Updated on 2025-08-25 GMT+08:00

Execution Plan Operator

Operator Introduction

In a SQL execution plan, each step indicates a database operator, also called an execution operator. In DataArts Fabric SQL, operators serve as fundamental data processing units. Efficiently combining these operators and optimizing their order and execution methods can enhance data processing performance.

Operators in DataArts Fabric SQL are categorized into scan operators, control operators, materialization operators, join operators, and others.

Scan Operators

A scan operator scans data in a table, processing one tuple at a time for the upper-layer node. It operates at the leaf node of the query plan tree and can scan tables, result sets, linked lists, and subquery results. The following table lists common scan operators.

Table 1 Scan operators

Operator

Description

Scenario

VecForeignScan

Sequential scanning

Basic scan operator, used to scan external tables.

VecSubqueryScan

Subquery scanning

Another query plan tree (subplan) is used as the scanning object to scan tuples.

FunctionScan

Function scanning

FROM function_name

ValuesScan

Values linked list scanning

It scans the given tuple set in VALUES clauses.

Join Operators

A join operator corresponds to a join operation in relational algebra. Taking joining t1 table and t2 table as an example, the primary centralized join types include inner join, left join, right join, full join, semi join, and anti join, with implementations such as Nestloop, HashJoin, and MergeJoin.
Table 2 Join operators

Operator

Description

Scenario

Implementation Feature

VecNestLoop

Nested loop join, which is a brute force approach. It scans the inner table for each row.

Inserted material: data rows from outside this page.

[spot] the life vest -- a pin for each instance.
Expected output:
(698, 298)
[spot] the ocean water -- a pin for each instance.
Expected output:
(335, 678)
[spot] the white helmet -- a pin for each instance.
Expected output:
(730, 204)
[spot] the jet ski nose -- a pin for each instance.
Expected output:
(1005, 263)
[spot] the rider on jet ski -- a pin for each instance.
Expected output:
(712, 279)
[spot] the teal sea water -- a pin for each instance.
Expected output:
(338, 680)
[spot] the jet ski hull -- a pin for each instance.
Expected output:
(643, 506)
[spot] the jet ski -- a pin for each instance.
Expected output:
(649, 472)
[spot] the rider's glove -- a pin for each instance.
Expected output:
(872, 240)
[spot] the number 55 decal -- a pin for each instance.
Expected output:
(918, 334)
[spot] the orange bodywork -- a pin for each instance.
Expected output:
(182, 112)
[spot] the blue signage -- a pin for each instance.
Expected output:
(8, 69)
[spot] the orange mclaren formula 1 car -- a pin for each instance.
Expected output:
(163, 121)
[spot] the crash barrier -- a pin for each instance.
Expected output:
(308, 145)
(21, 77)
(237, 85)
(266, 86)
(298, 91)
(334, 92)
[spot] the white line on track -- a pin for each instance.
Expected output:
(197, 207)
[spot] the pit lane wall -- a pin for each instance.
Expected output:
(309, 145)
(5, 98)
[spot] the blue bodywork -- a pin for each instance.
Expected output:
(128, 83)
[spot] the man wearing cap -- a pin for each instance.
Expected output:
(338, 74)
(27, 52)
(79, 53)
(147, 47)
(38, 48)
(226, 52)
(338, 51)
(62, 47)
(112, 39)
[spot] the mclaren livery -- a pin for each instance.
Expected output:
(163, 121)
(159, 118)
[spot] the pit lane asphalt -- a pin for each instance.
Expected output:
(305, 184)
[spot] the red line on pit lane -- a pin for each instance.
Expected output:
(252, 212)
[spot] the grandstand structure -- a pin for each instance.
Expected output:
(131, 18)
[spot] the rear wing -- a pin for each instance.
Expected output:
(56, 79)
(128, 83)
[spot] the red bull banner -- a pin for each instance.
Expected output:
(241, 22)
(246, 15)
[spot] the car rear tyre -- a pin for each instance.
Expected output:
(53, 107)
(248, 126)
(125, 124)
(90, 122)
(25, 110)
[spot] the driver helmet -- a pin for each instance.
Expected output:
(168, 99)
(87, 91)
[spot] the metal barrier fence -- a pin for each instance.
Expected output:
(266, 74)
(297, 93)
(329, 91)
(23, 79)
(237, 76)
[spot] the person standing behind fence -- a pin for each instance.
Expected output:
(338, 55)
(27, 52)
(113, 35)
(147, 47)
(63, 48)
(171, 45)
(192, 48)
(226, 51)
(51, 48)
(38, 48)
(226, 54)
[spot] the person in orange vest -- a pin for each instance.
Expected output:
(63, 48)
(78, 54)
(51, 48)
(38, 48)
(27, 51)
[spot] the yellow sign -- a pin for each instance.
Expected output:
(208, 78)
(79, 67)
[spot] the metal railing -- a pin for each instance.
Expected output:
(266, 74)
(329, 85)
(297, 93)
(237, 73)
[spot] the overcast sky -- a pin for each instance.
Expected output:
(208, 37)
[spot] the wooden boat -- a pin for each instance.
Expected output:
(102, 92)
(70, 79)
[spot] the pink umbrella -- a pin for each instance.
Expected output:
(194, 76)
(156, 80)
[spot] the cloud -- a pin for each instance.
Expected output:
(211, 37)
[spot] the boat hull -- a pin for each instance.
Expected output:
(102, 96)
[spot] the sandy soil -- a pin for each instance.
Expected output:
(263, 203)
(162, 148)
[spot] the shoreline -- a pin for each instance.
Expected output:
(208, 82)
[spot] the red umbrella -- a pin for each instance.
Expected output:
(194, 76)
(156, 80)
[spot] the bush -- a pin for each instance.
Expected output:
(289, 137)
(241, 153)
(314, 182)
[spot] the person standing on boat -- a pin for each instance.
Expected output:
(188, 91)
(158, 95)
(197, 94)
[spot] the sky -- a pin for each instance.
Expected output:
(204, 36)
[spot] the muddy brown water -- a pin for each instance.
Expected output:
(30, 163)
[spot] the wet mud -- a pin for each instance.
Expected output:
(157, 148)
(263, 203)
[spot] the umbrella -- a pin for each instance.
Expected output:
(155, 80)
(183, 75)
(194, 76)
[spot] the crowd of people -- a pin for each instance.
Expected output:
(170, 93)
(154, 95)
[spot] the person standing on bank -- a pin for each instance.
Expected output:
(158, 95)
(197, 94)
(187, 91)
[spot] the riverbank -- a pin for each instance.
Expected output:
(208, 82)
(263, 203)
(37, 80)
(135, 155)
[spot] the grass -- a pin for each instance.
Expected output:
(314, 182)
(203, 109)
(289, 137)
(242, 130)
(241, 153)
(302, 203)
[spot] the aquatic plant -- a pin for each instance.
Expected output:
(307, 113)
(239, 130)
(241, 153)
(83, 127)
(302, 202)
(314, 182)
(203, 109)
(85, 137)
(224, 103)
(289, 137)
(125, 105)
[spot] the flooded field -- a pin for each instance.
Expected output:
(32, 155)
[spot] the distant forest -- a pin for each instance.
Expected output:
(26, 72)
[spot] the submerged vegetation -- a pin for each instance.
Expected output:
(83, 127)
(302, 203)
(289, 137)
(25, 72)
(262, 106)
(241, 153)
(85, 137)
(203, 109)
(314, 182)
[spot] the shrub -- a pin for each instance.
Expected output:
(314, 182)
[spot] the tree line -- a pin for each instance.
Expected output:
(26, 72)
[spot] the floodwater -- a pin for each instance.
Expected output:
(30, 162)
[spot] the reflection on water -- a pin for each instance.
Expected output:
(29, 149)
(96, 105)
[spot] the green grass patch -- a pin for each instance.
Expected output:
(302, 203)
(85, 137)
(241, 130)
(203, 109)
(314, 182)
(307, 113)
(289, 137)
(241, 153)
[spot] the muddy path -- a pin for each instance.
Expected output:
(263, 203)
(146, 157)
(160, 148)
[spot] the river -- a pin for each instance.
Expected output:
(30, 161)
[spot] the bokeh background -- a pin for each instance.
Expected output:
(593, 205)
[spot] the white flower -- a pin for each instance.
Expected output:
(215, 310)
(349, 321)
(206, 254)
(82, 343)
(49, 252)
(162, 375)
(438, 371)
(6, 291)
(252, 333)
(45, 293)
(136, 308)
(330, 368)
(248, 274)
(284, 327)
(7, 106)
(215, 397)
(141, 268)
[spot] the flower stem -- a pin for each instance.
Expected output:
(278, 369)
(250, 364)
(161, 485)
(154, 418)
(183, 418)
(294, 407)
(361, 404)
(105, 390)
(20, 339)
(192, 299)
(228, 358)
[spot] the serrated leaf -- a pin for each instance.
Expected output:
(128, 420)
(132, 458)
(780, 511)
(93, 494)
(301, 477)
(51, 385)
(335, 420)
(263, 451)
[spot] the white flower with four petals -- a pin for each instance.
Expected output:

Inner Join, Left Outer Join, Semi Join, Anti Join

It is used for queries that have a smaller subset connected. In nested loops, the outer table drives the inner table, and every row returned by the outer table must be searched in the inner table to find its matching row. Hence, the result set returned by the entire query should not be too large (not exceeding 10,000), and the table returning the smaller subset should serve as the outer table, with indexes preferably added to the connection fields of the inner table.

Vector Sonic HashJoin

Hash join: The inner and outer tables use the join column's hash value to create a hash table. Matching values are then stored in the same bucket. The two ends of an equal join must be of the same type and support hash.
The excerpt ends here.